Dracula’s Castle, Transylvania
Known throughout the world as “Dracula’s Castle”, Bran Castle has been widely purported to have been a source of eerie inspiration for Bram Stoker when writing his novel Dracula despite the author never having seen it in person.
Wander through the 600-year-old gothic fortress into dark, stone-walled secret staircases and cavernous rooms once occupied by Romanian royalty. Explore its haunting intrigue, mystery, and learn about the ghosts of the fictitious undead and the cryptic local evil spirits called “strigoi” that seem to resemble vampires.
How to get there: Visit Bran Castle on Insight Vacation’s 18-days Treasure of the Balkans journey where you’ll get to discover the myths and legends of Dracula.
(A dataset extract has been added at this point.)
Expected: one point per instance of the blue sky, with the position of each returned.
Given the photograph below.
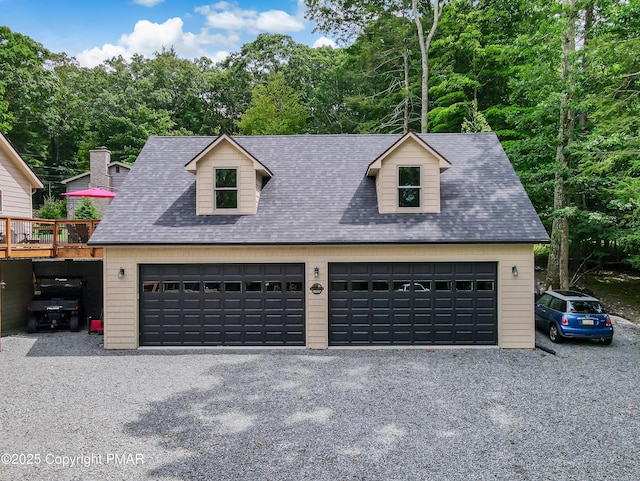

Visit www.insightvacations.com.
Sedlec Ossuary, Czech Republic
The Sedlec Ossuary will be something you see in your nightmares for days to come. Also called the Church of Bones is adorned by more than 40000 human skeletons that make up every part of the décor including a coat of arms, and a chandelier that contains at least one of every human bone.
On Trafalgar’s Prague-Vienna-Budapest trip, travellers will experience this morbid sight that proves to be supernaturally peaceful.
How to get there: Visit the Sedlec Ossuary on Trafalgar’s 10-day Prague, Vienna and Budapest itinerary journeying through four of Central Europe’s epicentres of culture and arts. Visit www.trafalgar.com.
The Forbidden City, China
It’s near impossible to have a 600-year history devoid of a few bone-chilling tales, and the Forbidden City is not exempt. Centuries of assassinations have made for a myriad ghost sightings including a weeping woman in white, long believed to have been a murdered concubine.
Visitors are invited to look into a well haunted by a suicide, but be forewarned that something blood-curdling might be looking back.